Let's put it differently. If Ikea as far and away the biggest resource for college kids and young professionals won't display hifi components in their home furnishing show rooms; if Pfister for the high-street clients won't; it's because our audio machines don't make the grade for 2011 where appeal is always pursued in the public eye. Lifestyle must be seen to become aspiration and eventual fulfillment. Hifi must mix and mingle where other stuff that competes for discretionary hipness coin shows off. The iPod already does. Applause!


Rather than attending a trade show that takes a $50.000 bite out of a small company's annual PR budget, why not donate—or loan on rotation—complete systems to popular hang-outs in malls, restaurants, clubs and java huts? Why not let installed hardware do its own preaching in front of captive audiences at schools? Each time we hit Ikea they're jammed. And they do sell A/V racks and such. Except there's never any actual gear displayed. It wouldn't and needn't play.

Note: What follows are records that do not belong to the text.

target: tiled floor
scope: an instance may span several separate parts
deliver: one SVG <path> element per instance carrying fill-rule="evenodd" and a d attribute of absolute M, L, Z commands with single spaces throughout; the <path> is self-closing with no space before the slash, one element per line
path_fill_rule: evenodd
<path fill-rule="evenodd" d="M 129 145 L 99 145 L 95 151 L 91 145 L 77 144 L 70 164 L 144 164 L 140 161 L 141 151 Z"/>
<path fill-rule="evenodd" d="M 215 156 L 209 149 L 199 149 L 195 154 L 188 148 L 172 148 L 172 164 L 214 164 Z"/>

But imagine a pair or two of Everything But The Box's new Terra III monitors sitting there silently. Spring would come and the grass grow all by itself.

The need to 'get out' into the public eye is of course also why accessorizing with custom colors and finishes has made audio inroads. It's why speaker makers feel forced to think out of the box. It's why pocket kit à la Pacific Rim bonsai audio (KingRex, Trends) is successful; why Bel Canto long ago adopted half-width chassis; why small pretty speakers outsell big ugly ones; why integrated amps (with DACs and headphone outputs) have returned.
 

It's why ear buds have become a fashion industry; why aftermarket pimp jobs for iPhones & Bros. are big business. It seems that one thing all of us in this hobby can do right away without spending a dime is fix our blasted attitude toward this lifestyle issue. Fine hifi and music consumption are part of the same lifestyle. Anyone who listens to music no matter what it is or over which gear is a member. Why treat any of them with contempt rather than a warm welcome? The question itself is perverse for even being posed. But it takes very little digging indeed to appreciate that it's not self-explanatory. Many of us cats in this hobby are in very sore need of an attitude adjustment. Scratch, pee, hiss. It's time we did some collective petting. In public. Meow!